Si al respecto del amor humano le preguntamos a la Palabra de Dios que nos señale su esencia, que nos indique el quicio de su identidad, lo esencialmente cristiano del Cristianismo, nos diría con san Juan: “Dios es amor, y quien permanece en el amor permanece en Dios y Dios en él” (1Jn 4, 16). Ahí está la frase que me pedías que propusiera. La vena madre de la certeza teológica sobre el amor humano. Amamos porque somos imágenes del amar infinito. Somos, porque amamos. Tan humanos y tan divinos como nuestro amar.
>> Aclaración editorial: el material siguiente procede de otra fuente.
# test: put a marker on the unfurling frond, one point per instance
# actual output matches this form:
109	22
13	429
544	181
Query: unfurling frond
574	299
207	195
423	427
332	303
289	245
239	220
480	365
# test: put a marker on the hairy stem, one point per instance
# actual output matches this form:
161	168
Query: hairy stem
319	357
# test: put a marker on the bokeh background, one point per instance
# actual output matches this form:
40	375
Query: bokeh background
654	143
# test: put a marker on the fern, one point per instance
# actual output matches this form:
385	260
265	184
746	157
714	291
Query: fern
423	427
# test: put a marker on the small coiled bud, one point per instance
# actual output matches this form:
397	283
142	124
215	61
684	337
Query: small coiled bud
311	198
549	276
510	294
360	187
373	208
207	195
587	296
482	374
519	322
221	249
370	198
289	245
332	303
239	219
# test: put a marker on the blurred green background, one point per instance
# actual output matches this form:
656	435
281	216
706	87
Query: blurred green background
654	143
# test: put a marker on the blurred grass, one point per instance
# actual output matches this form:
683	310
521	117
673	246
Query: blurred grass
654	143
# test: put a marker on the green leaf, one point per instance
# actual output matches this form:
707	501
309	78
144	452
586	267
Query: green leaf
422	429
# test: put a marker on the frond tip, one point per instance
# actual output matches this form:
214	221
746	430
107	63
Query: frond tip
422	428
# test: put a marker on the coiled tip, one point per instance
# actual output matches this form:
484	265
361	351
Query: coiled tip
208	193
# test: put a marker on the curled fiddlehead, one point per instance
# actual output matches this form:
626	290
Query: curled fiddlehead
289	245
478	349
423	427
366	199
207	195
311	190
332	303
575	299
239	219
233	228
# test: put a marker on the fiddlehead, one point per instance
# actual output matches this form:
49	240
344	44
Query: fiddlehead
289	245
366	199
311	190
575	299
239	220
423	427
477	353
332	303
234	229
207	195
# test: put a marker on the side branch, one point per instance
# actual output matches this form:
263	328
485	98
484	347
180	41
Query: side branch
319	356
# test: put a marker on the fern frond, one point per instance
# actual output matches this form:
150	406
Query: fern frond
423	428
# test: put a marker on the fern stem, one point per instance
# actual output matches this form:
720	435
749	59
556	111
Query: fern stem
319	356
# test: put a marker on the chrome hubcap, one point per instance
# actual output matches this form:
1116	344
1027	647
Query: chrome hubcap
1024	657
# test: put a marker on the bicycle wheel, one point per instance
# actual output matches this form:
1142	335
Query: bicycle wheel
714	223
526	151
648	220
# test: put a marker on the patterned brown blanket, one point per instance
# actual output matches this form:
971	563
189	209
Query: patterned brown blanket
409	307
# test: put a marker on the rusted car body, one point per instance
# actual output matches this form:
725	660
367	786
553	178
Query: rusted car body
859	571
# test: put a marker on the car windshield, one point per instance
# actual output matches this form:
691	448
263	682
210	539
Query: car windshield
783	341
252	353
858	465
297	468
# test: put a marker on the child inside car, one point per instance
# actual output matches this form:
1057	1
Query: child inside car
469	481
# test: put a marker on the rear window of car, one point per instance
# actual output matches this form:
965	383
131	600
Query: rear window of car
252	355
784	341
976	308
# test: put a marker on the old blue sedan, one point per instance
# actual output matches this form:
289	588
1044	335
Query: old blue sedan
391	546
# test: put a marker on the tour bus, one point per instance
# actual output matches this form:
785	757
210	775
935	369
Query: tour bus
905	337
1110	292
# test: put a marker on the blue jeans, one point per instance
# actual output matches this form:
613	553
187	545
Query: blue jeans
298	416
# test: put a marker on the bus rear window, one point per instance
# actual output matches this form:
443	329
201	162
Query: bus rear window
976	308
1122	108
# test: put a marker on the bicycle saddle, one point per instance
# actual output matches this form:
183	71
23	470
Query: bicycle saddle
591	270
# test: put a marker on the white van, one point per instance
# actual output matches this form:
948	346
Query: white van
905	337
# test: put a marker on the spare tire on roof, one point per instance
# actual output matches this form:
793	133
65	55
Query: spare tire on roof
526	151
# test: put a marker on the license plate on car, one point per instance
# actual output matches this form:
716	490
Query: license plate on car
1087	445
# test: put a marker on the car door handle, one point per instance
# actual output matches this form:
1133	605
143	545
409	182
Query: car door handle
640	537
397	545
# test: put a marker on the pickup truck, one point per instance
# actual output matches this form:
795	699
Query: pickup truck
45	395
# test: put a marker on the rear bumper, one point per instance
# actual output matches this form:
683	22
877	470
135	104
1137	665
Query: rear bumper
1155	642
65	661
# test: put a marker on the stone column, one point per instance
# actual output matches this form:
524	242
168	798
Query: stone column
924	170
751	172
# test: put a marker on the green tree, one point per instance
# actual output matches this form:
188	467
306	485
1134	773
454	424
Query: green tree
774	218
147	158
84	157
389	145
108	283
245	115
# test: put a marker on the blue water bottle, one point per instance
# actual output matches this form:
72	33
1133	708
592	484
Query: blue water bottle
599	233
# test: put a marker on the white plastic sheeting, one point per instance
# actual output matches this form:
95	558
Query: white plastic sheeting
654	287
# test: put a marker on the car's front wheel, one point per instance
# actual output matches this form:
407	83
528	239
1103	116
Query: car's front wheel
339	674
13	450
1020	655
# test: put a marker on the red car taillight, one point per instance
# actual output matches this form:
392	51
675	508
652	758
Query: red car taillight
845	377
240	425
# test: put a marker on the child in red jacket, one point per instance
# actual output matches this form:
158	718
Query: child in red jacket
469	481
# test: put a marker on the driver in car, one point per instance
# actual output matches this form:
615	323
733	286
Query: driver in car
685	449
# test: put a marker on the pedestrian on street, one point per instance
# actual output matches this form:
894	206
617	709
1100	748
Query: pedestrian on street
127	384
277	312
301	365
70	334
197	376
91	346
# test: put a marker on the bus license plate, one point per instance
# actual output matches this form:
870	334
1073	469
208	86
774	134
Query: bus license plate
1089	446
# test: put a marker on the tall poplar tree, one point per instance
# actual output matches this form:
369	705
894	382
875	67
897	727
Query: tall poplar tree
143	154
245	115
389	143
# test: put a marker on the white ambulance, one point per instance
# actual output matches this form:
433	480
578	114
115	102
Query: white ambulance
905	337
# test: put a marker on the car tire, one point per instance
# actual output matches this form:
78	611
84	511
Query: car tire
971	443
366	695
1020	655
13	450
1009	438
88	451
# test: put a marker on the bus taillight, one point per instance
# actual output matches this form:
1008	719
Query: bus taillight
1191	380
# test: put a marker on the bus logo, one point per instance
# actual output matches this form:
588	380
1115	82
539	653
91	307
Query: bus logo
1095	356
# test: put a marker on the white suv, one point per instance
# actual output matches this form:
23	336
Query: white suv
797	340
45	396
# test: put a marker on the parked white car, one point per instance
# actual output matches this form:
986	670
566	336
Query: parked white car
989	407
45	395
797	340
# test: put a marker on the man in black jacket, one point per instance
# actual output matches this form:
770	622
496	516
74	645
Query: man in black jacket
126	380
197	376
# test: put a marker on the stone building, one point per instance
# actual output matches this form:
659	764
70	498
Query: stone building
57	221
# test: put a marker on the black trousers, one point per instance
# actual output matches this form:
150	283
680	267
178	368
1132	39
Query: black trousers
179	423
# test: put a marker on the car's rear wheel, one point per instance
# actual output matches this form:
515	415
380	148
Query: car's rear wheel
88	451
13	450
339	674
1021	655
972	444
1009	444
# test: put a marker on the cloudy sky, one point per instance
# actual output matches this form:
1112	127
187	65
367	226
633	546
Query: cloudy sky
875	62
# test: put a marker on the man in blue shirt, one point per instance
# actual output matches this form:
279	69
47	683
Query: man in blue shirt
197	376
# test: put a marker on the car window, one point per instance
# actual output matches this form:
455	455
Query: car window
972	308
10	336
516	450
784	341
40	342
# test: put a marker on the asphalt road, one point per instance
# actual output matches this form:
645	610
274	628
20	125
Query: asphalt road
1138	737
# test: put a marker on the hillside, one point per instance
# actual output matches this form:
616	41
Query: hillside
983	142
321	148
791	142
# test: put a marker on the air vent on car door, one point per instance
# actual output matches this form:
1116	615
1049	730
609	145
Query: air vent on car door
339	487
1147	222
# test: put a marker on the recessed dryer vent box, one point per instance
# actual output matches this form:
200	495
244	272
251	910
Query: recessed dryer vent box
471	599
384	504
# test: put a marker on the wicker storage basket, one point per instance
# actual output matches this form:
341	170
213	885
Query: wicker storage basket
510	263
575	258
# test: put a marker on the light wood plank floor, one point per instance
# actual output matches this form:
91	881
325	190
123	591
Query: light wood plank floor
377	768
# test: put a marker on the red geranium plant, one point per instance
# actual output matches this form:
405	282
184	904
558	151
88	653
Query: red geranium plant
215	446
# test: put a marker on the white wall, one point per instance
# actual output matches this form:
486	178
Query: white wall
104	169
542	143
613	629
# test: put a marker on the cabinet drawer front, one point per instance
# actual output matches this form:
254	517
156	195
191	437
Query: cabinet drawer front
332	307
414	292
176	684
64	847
Descubrir que el origen del amor humano está en el misterio de Dios es la gran revelación cristiana. De hecho, cuando leemos el libro del Génesis, con su riqueza literaria y su envoltorio narrativo, no descubrimos sino la certeza creyente de que cuanto existe, la realidad en su conjunto, es la consecuencia de un amor infinito. Por amor crea; y hace presente en su obra esa bondad propia de su amor eterno. Pero si así ha sido con la realidad material que percibe el ser humano en su entorno, cuando se descubre a sí mismo, y en sintonía con esta certeza primordial, la persona humana se descubre amado singularmente. Y la singularidad radica en que posee la capacidad de responder amando; la capacidad de amar. Ser humano es ser capaz de entrar en la intimidad del amor divino, reconociéndolo y respondiéndole en esa dinámica feliz que realiza el amor.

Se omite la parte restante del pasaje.